NEW YORK, June 24, 2026, 17:05 (EDT)
- Transocean shares dropped 4.5% to $5.04 with crude sliding.
- Backlog got a boost from new contract wins, but falling oil prices are putting pressure on offshore spending.
- The proposed Valaris deal is still front and center, as the U.S. antitrust review hasn’t wrapped up yet.
Transocean Ltd. shares dropped on Wednesday after oil prices tumbled, sending offshore drilling stocks lower. The slide took out demand for some energy service names, pressuring the sector.
Transocean shares ended 4.5% lower at $5.04 on the New York Stock Exchange. Trading volume topped 42 million shares. The stock moved between $5.02 and $5.28 for the session.

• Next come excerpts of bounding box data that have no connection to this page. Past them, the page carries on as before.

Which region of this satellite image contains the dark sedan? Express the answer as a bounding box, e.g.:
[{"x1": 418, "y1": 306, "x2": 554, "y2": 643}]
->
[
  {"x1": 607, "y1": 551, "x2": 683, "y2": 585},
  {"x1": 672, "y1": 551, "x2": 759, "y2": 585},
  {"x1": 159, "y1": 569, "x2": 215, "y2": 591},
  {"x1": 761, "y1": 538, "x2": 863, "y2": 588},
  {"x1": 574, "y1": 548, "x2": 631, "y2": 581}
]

Brent crude fell $3.34 to $73.74 a barrel at the close. U.S. West Texas Intermediate dropped $2.87 to $70.34. Both benchmarks slid as supply concerns around the Strait of Hormuz receded. Tim Waterer, chief market analyst at KCM Trade, said Iranian output and exports could go up “weeks rather than months” if sanctions drop. Reuters
Transocean earns the bulk of its revenue leasing rigs to oil and gas companies. The company operates in both ultra-deepwater drilling, targeting very deep offshore sites, and harsh-environment drilling, which involves floating rigs meant for tough sea conditions.
Transocean’s latest update dropped last week, as the firm announced two harsh-environment semis had secured contracts totaling about $185 million in backlog. Backlog is contracted revenue that hasn’t been earned yet. The Transocean Norge picked up a five-well job in Norway with Harbour Energy, valued at around $149 million. The Transocean Equinox landed a two-well contract for Santos in Australia, worth roughly $36 million.
Transocean said its total backlog hit roughly $7.1 billion as of May 4, boosted by about $1.6 billion from five new fixtures. The company posted contract drilling revenue of $1.08 billion for the first quarter, with net income at $71 million. Adjusted EBITDA came in at $440 million. Adjusted EBITDA strips out interest, taxes, depreciation and amortization as well as some other items. CEO Keelan Adamson called it “early days of a multi-year upcycle.” Deepwater
Losses hit other drillers too. Valaris, the company Transocean said it will buy back in February, dropped 3.8%. Noble slipped 6.6%. Seadrill was down 5.2%.
Valaris is in talks for an all-stock deal worth around $5.8 billion. Transocean shareholders would hold about 53% of the merged company, leaving Valaris holders with the rest. Adamson said back in February the move would “accelerate debt reduction,” and leverage should land near 1.5 times within two years of closing. Deepwater
Still, the risks here are clear. Falling oil prices can hit spending on exploration before any new rig contracts are set. The Valaris deal faces delays too. Transocean and Valaris got a U.S. Justice Department “Second Request” for more antitrust files on May 4. The waiting period goes to 30 days after both firms comply, unless regulators extend it or close the review early.